Sol gömlek cebinde her zaman olan siyah, mavi, kırmızı pilot kalemleri ve gömlek cebi boyutuna kıvırdığı beyaz A4 kağıtları, akşamları cebinden çıkar, sabahları annemin her gün jilet gibi ütülü verdiği yeni gömleğinin sol cebine girerdi. O güzel aklına olur olmaz yerlerde gelen soruları inci gibi yazısıyla o gömlek cebindeki kağıtlara yazar, biriktirirdi. Sonra biriktikçe onları önce yukarıdan aşağı ikiye, sonra paralel olarak dörde veya beşe böldüğü kağıtlara geçirirdi.

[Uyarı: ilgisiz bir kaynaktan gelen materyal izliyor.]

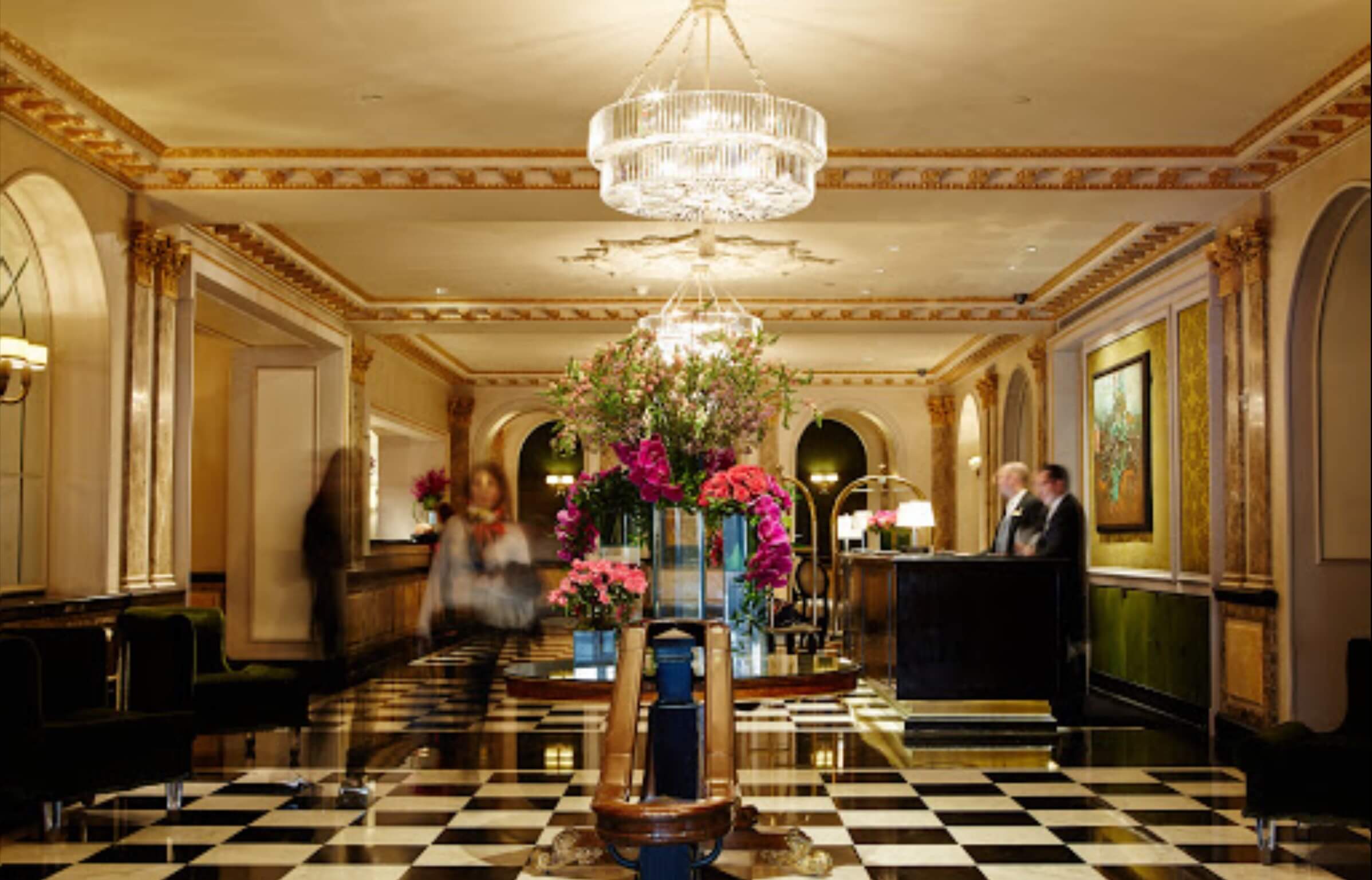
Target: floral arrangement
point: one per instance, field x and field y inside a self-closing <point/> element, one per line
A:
<point x="598" y="594"/>
<point x="596" y="504"/>
<point x="428" y="488"/>
<point x="750" y="491"/>
<point x="693" y="402"/>
<point x="882" y="520"/>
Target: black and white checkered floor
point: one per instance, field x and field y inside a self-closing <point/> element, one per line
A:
<point x="467" y="796"/>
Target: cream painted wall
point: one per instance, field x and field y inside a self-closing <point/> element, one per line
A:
<point x="405" y="390"/>
<point x="91" y="415"/>
<point x="210" y="449"/>
<point x="1293" y="208"/>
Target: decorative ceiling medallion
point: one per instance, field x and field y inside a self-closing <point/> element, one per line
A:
<point x="673" y="256"/>
<point x="705" y="156"/>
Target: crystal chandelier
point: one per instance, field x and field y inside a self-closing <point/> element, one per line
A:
<point x="707" y="156"/>
<point x="705" y="325"/>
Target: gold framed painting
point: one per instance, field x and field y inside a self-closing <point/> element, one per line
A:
<point x="1121" y="456"/>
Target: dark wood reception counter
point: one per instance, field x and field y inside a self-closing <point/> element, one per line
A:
<point x="958" y="628"/>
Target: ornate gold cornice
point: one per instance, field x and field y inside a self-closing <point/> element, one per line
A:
<point x="1156" y="243"/>
<point x="987" y="350"/>
<point x="409" y="349"/>
<point x="943" y="409"/>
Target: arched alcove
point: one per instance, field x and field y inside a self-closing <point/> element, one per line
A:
<point x="81" y="499"/>
<point x="829" y="448"/>
<point x="1017" y="436"/>
<point x="1330" y="409"/>
<point x="971" y="485"/>
<point x="538" y="502"/>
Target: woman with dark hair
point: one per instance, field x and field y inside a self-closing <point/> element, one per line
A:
<point x="482" y="567"/>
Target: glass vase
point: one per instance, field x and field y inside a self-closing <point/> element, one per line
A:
<point x="593" y="647"/>
<point x="615" y="541"/>
<point x="737" y="547"/>
<point x="680" y="563"/>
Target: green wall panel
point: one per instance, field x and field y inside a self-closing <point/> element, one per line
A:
<point x="1160" y="641"/>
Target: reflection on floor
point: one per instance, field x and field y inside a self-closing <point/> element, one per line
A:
<point x="467" y="790"/>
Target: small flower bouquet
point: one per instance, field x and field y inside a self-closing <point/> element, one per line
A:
<point x="430" y="488"/>
<point x="598" y="594"/>
<point x="891" y="536"/>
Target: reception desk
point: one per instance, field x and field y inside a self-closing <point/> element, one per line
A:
<point x="960" y="628"/>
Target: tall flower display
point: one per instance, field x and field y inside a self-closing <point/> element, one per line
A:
<point x="677" y="425"/>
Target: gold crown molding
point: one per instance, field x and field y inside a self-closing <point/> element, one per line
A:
<point x="46" y="69"/>
<point x="1080" y="263"/>
<point x="1149" y="247"/>
<point x="298" y="277"/>
<point x="409" y="349"/>
<point x="1298" y="102"/>
<point x="987" y="350"/>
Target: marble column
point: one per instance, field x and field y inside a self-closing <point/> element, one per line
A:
<point x="460" y="443"/>
<point x="943" y="463"/>
<point x="988" y="394"/>
<point x="358" y="439"/>
<point x="171" y="258"/>
<point x="137" y="411"/>
<point x="1039" y="360"/>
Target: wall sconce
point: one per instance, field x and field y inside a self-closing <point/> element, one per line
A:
<point x="22" y="356"/>
<point x="825" y="482"/>
<point x="559" y="482"/>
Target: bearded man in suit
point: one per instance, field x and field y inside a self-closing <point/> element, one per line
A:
<point x="1023" y="512"/>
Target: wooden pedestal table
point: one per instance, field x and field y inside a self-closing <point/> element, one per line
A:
<point x="685" y="803"/>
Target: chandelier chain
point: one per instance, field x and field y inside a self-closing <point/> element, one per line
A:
<point x="657" y="53"/>
<point x="743" y="50"/>
<point x="685" y="56"/>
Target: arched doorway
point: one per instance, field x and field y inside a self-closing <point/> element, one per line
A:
<point x="69" y="405"/>
<point x="971" y="487"/>
<point x="827" y="448"/>
<point x="1017" y="441"/>
<point x="1330" y="411"/>
<point x="538" y="499"/>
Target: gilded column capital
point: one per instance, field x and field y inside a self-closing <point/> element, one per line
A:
<point x="172" y="257"/>
<point x="943" y="409"/>
<point x="987" y="389"/>
<point x="361" y="363"/>
<point x="1250" y="245"/>
<point x="144" y="247"/>
<point x="460" y="412"/>
<point x="1039" y="360"/>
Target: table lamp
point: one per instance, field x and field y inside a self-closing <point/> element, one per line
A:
<point x="916" y="515"/>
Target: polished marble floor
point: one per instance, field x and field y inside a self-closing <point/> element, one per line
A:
<point x="468" y="790"/>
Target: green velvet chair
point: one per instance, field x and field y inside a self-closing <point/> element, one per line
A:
<point x="227" y="699"/>
<point x="1318" y="779"/>
<point x="62" y="739"/>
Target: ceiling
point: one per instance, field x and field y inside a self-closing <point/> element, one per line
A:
<point x="969" y="81"/>
<point x="529" y="73"/>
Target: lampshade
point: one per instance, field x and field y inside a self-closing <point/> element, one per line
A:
<point x="916" y="515"/>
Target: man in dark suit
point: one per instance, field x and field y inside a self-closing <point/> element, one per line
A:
<point x="1023" y="512"/>
<point x="1064" y="537"/>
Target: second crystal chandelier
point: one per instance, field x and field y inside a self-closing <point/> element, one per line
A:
<point x="707" y="156"/>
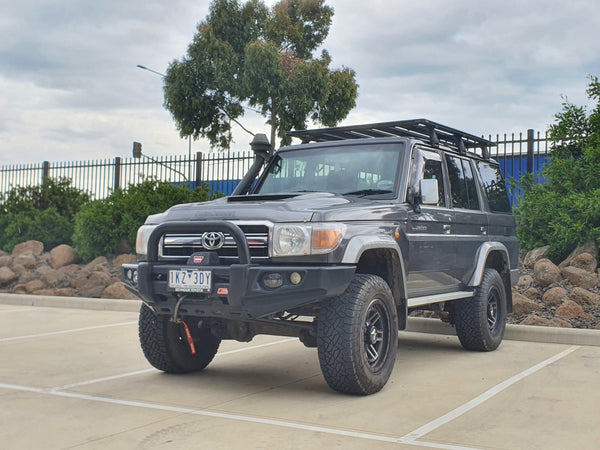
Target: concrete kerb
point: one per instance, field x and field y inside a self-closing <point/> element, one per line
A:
<point x="551" y="335"/>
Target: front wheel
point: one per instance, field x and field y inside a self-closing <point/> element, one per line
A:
<point x="166" y="347"/>
<point x="357" y="336"/>
<point x="481" y="320"/>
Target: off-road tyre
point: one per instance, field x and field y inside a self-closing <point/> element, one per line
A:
<point x="357" y="336"/>
<point x="481" y="320"/>
<point x="166" y="347"/>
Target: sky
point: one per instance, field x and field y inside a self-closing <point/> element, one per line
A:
<point x="70" y="88"/>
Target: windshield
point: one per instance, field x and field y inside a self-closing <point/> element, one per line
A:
<point x="348" y="170"/>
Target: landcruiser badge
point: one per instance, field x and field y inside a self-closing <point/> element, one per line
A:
<point x="213" y="240"/>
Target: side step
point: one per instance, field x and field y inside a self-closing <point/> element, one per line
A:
<point x="429" y="299"/>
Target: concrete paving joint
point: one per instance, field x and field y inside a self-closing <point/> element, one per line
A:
<point x="553" y="335"/>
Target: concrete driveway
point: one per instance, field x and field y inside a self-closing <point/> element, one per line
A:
<point x="76" y="378"/>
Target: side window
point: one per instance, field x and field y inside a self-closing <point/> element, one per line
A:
<point x="427" y="165"/>
<point x="494" y="187"/>
<point x="462" y="183"/>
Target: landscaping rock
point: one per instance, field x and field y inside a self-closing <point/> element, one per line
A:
<point x="33" y="285"/>
<point x="99" y="261"/>
<point x="580" y="278"/>
<point x="532" y="293"/>
<point x="62" y="255"/>
<point x="26" y="259"/>
<point x="522" y="305"/>
<point x="572" y="310"/>
<point x="585" y="297"/>
<point x="525" y="282"/>
<point x="543" y="322"/>
<point x="546" y="272"/>
<point x="20" y="289"/>
<point x="555" y="296"/>
<point x="589" y="247"/>
<point x="585" y="261"/>
<point x="7" y="276"/>
<point x="534" y="255"/>
<point x="35" y="247"/>
<point x="50" y="277"/>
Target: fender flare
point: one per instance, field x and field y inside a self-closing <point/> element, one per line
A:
<point x="359" y="244"/>
<point x="482" y="255"/>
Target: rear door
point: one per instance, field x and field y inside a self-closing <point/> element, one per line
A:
<point x="431" y="248"/>
<point x="470" y="228"/>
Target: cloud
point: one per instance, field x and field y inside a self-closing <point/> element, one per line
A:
<point x="69" y="86"/>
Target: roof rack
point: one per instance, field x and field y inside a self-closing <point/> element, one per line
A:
<point x="432" y="132"/>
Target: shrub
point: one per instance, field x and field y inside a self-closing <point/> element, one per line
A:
<point x="110" y="226"/>
<point x="566" y="212"/>
<point x="44" y="213"/>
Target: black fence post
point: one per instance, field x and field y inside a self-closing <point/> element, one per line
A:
<point x="117" y="183"/>
<point x="530" y="150"/>
<point x="45" y="172"/>
<point x="198" y="169"/>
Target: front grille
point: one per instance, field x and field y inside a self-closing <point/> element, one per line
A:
<point x="179" y="245"/>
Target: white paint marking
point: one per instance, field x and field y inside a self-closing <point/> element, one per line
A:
<point x="268" y="344"/>
<point x="140" y="372"/>
<point x="74" y="330"/>
<point x="443" y="420"/>
<point x="16" y="310"/>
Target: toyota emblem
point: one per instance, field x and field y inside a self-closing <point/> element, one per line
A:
<point x="213" y="240"/>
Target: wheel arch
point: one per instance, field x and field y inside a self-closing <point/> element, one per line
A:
<point x="493" y="255"/>
<point x="383" y="257"/>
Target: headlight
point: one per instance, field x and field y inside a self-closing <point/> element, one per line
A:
<point x="141" y="242"/>
<point x="305" y="239"/>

Ben liseye başladıktan sonra "Yel, gel bakalım nasıl çözersin bu soruları?" diye beni çağırırdı. Hemen koşup giderdim. Soruyu çözersem gurur duyar,"bak şuradaki detayı kaçırmadın" gibi bir cümle söylerdi. Eğer çözemezsem de hemen bir ipucu verirdi. Sürekli aklına bir soru gelme olasılığı ile o kağıtlar - kalemler hem eşlikçisi olurdu gömlek cebinde.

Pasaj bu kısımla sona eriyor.